The Few-Shot Bot: Prompt-Based Learning for Dialogue Systems

Related tags

Deep LearningFSB
Overview

Few-Shot Bot: Prompt-Based Learning for Dialogue Systems

This repository includes the dataset, experiments results, and code for the paper:

Few-Shot Bot: Prompt-Based Learning for Dialogue Systems PDF.

Authors: Andrea Madotto, Zhaojiang Lin, Genta Indra Winata, Pascale Fung

Abstract

Learning to converse using only a few examples is a grand challenge in Conversational AI. The current best conversational models, which are either good chit-chatters (e.g., BlenderBot) or goal-oriented systems (e.g., MinTL), are language models (LMs) fine-tuned on large conversational datasets. Training these models is expensive, both in terms of computational resources and time, and it is hard to keep these models up to date with new conversational skills. A simple yet unexplored solution is prompt-based few-shot learning (Brown et al. 2020) which does not require gradient-based fine-tuning but instead uses a few examples in the LM context as the only source of learning. In this paper, we explore prompt-based few-shot learning in dialogue tasks. We benchmark LMs of different sizes in 9 response generation tasks, which include a variety of knowledge-grounded tasks, task-oriented generations, general open-chat, and controlled stylistic generation, and 5 conversational parsing tasks, which include dialogue state tracking, graph path generation, persona information extraction, and document retrieval. The current largest, released, LM (GPT-J-6B) achieves competitive performance to full-training state-of-the-art models by using the prompt-based few-shot learning, thus no training. Moreover, we proposed a novel perplexity-based classifier, that also does not require any fine-tuning, to select the most appropriate prompt given a dialogue history, as to create an all-in-one model with multiple dialogue skills. Finally, by combining the power of prompt-based few-shot learning and the skill selector, we create an end-to-end chatbot named the Few-Shot Bot, which automatically selects the most appropriate conversational skill, queries different KBs or the internet, and uses it to generate a human-like response, all by using only one dialogue example per skill.

Installation

In this repo, we load all the validation and test sets used in the evaluation. For running the experiments and the demo, you should install the following requirements:

pip install -r requirements.txt

Basic Running

Reproducing the results and plots

The generation folder stores the generated responses of the experiments in all datasets. To generate the tables and the plots in the paper, run

python generate_plots_tables.py

This script loads all the files and computes the mean between different runs and it generates the plots. Note that this script is very custum for each datasets, but it can serve as guide line for future extentions.

Running the experiments

There are three main files to run 1) response generation (main_response_generation.py), 2) conversational parsing (main_conversational_parsing.py), and 3) skill-selector (main_skill_selector.py). In these files, we load the necessary prompt (load_prefix) and we run the generation (generate_response) for each sample in the test set. Since each dialogue skill require a different template, as shown in the paper, we create a function that converts structured data into the correct shot prompt. An example of this function can be found in prompts/persona_chat.py, and in generic_prompts.py we store the generation functions.

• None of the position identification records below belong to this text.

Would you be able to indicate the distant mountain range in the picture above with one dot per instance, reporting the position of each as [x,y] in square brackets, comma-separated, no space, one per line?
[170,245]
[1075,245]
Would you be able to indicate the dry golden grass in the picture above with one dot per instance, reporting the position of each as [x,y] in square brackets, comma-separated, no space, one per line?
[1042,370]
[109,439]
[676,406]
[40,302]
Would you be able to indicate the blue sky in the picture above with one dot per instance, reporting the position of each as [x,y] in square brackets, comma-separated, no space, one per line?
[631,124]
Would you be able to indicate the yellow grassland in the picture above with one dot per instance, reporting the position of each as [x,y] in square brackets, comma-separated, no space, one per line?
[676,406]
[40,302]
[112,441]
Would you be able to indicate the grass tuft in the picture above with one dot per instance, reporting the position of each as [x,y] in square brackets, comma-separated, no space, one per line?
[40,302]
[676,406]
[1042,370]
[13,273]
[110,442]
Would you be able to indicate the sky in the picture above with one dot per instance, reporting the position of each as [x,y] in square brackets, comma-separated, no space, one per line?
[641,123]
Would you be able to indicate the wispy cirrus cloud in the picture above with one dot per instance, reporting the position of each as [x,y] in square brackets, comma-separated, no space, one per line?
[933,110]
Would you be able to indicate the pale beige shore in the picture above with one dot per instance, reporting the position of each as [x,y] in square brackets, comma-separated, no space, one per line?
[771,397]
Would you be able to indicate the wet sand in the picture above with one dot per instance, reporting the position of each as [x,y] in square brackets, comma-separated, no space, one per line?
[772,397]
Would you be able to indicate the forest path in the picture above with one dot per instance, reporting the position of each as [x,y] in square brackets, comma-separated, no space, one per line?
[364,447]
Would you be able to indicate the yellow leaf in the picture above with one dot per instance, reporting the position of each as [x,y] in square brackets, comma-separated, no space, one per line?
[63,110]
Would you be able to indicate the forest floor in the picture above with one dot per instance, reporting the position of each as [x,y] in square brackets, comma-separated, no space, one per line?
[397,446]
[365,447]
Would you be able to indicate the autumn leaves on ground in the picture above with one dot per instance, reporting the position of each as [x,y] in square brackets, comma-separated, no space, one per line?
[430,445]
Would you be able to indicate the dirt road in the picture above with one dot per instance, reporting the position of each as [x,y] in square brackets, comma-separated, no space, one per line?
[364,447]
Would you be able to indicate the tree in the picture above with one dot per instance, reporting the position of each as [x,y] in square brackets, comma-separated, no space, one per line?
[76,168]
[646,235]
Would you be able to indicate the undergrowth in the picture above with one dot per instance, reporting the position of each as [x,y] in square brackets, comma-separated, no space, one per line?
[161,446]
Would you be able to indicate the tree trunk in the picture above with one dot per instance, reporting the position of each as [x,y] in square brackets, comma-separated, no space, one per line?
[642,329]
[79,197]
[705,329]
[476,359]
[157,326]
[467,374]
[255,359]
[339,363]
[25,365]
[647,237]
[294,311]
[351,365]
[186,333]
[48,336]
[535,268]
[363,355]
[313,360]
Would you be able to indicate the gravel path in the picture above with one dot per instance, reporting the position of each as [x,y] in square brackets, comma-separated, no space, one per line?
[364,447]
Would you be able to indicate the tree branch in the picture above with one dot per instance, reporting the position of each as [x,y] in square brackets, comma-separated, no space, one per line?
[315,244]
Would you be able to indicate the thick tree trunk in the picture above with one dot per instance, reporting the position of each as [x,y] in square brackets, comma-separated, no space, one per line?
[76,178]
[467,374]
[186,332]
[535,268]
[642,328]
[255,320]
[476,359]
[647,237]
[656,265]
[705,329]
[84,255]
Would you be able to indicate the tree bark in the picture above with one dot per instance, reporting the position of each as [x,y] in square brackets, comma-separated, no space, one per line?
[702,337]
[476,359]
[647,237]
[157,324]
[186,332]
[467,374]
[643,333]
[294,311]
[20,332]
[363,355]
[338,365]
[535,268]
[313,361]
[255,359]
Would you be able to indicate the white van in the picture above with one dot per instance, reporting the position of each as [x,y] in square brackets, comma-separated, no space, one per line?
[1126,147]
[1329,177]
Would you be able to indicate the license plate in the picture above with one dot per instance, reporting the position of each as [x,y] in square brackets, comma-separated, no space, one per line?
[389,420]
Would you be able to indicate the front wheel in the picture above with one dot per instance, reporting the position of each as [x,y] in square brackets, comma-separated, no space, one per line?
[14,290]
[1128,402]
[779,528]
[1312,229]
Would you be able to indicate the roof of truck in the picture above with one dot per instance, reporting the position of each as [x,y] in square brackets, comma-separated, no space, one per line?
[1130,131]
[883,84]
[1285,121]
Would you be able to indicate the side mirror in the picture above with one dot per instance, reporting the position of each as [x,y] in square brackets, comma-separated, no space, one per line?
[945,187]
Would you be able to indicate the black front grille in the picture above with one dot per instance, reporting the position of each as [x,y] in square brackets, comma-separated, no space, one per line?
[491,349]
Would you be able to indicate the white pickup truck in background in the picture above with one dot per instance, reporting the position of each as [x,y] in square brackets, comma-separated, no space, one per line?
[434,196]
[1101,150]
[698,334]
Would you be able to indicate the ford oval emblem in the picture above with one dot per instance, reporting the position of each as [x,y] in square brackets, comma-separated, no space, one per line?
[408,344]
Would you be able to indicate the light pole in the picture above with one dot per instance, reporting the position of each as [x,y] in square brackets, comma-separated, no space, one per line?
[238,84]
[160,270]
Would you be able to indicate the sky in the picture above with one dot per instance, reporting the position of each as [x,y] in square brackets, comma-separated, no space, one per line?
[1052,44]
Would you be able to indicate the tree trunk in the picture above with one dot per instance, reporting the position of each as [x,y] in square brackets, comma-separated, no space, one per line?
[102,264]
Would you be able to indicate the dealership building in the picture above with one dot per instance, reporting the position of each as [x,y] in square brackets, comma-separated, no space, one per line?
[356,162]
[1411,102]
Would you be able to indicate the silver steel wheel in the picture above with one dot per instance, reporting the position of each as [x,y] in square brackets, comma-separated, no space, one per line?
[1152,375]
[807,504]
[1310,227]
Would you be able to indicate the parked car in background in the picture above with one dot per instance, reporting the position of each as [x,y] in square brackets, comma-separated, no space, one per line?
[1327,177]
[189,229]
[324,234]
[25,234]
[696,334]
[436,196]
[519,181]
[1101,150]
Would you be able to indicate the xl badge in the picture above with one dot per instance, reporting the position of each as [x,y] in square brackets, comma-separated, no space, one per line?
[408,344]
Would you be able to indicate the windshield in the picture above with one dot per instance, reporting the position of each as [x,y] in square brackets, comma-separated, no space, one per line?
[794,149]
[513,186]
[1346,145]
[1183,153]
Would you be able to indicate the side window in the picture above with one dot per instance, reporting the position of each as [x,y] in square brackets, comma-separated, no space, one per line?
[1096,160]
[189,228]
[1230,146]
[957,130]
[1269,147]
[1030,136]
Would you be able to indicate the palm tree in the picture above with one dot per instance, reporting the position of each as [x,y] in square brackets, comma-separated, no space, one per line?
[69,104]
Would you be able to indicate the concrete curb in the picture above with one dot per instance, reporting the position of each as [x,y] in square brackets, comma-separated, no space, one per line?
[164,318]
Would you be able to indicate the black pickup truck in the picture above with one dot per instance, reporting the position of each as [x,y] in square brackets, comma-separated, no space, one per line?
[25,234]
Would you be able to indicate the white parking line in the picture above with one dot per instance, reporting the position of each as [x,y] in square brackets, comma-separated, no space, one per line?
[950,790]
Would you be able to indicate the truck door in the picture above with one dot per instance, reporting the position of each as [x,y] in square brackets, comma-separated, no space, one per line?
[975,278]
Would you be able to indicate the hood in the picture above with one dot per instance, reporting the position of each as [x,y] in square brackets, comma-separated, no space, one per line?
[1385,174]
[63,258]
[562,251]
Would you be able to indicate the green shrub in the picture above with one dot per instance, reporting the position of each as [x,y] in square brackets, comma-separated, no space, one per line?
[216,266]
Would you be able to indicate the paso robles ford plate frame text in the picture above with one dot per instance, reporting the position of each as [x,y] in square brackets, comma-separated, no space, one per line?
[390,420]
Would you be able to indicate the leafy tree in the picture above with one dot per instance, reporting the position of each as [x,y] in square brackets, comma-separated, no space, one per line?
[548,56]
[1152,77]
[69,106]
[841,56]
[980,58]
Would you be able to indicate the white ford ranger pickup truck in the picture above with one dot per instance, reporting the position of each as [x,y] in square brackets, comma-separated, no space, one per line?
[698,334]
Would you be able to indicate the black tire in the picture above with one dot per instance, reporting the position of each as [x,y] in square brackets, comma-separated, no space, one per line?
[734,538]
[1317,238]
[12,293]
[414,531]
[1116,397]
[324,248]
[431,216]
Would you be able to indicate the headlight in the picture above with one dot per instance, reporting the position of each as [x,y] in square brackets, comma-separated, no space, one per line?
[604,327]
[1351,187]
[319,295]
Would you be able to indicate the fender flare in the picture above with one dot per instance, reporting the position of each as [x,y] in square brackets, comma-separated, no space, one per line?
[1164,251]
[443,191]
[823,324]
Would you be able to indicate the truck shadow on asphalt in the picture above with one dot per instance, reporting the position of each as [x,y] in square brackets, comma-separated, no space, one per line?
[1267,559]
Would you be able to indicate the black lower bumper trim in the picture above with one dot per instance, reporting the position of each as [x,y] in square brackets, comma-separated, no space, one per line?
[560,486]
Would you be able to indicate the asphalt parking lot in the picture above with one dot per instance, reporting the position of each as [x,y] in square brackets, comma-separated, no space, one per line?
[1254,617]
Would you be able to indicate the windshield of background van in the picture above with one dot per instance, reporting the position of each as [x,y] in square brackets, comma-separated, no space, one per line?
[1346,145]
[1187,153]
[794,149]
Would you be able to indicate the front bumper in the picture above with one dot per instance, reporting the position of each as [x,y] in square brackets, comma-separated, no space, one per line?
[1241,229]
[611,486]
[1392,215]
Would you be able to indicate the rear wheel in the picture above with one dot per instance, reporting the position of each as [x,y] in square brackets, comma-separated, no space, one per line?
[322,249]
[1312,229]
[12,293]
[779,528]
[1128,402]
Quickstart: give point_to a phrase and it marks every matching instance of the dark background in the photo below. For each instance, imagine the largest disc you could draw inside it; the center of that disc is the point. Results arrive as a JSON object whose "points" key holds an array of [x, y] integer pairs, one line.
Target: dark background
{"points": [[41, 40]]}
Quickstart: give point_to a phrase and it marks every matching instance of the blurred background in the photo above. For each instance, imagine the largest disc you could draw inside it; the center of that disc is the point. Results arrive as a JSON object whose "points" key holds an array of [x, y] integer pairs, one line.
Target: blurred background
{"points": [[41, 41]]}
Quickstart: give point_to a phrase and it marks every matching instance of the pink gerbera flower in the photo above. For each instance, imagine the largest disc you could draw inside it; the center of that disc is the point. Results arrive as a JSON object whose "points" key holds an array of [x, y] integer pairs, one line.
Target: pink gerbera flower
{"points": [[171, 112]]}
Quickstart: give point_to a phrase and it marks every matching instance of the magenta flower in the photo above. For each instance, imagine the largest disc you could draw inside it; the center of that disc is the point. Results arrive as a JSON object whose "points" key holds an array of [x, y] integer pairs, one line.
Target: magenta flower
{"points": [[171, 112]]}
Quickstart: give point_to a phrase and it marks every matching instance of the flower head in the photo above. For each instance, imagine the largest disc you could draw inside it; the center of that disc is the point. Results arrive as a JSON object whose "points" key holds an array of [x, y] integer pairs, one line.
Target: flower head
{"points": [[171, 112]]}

In each main file there is configuration object (mapper) which specify meta-information about the task (i.e., number of shots, generation length, decoding type, prompt converter). Expecially for conversational parsing, there are different decoding type. For example, in MWOZ the model generates the dialogue state, which is further looped into the next turn.

How to run?

For example, to run the persona chat experiments (0, 1, k-shots), you can use the following command:

python main_response_generation.py --model_checkpoint EleutherAI/gpt-j-6B --dataset persona --gpu 0

In case your GPU has less that 16GB, then you could add --multigpu to spawn 4 GPUs (e.g., 1080Ti) and do inference in parallel. Similarly, for conversational parsing tasks, you could use:

python main_conversational_parsing.py --model_checkpoint EleutherAI/gpt-j-6B --dataset wow-parse --gpu 0

Notice that some parsing task requires a knowledge base (e.g., dialKG-parse requires the KG in neo4j). Finally, to run the skill-selector task, you could use:

python main_skill_selector.py --model_checkpoint EleutherAI/gpt-j-6B --shots_k 6 --repetition 1 --gpu 0

where repetition is the seed for selecting random samples in the prompts.

Runners

In the runners folder, we provide a rudimental runner to run all the experiments and reproduce the results in the paper.

Few-Shot Bot

There are two modes for the FSB such as 1) controlled style generation and 2) full-model. Currently we support the controlled style generation model. Check the FSB-CG.ipynb to try to interact with FSB in your local machine, or try directly in colab at https://colab.research.google.com/drive/15hQv1V3Cs5kQVfLOE_FZc1VCWQ3YpWVd?usp=sharing (Remeber to select the enviroment with GPU).

Owner
Andrea Madotto
Deep learning, Machine Learning, Learning To Learn, Natural Language Processing.
Andrea Madotto
This is a Python Module For Encryption, Hashing And Other stuff

EnroCrypt This is a Python Module For Encryption, Hashing And Other Basic Stuff You Need, With Secure Encryption And Strong Salted Hashing You Can Do

5 Sep 15, 2022
Contains code for the paper "Vision Transformers are Robust Learners".

Vision Transformers are Robust Learners This repository contains the code for the paper Vision Transformers are Robust Learners by Sayak Paul* and Pin

Sayak Paul 103 Jan 05, 2023
Neural Logic Inductive Learning

Neural Logic Inductive Learning This is the implementation of the Neural Logic Inductive Learning model (NLIL) proposed in the ICLR 2020 paper: Learn

36 Nov 28, 2022
dualPC.R contains the R code for the main functions.

dualPC.R contains the R code for the main functions. dualPC_sim.R contains an example run with the different PC versions; it calls dualPC_algs.R whic

3 May 30, 2022
Automatically replace ONNX's RandomNormal node with Constant node.

onnx-remove-random-normal This is a script to replace RandomNormal node with Constant node. Example Imagine that we have something ONNX model like the

Masashi Shibata 1 Dec 11, 2021
A clean and extensible PyTorch implementation of Masked Autoencoders Are Scalable Vision Learners

A clean and extensible PyTorch implementation of Masked Autoencoders Are Scalable Vision Learners A PyTorch re-implementation of Mask Autoencoder trai

Tianyu Hua 23 Dec 13, 2022
FinGAT: A Financial Graph Attention Networkto Recommend Top-K Profitable Stocks

FinGAT: A Financial Graph Attention Networkto Recommend Top-K Profitable Stocks This is our implementation for the paper: FinGAT: A Financial Graph At

Yu-Che Tsai 64 Dec 13, 2022
Classify the disease status of a plant given an image of a passion fruit

Passion Fruit Disease Detection I tried to create an accurate machine learning models capable of localizing and identifying multiple Passion Fruits in

3 Nov 09, 2021
Pytorch implementation of "ARM: Any-Time Super-Resolution Method"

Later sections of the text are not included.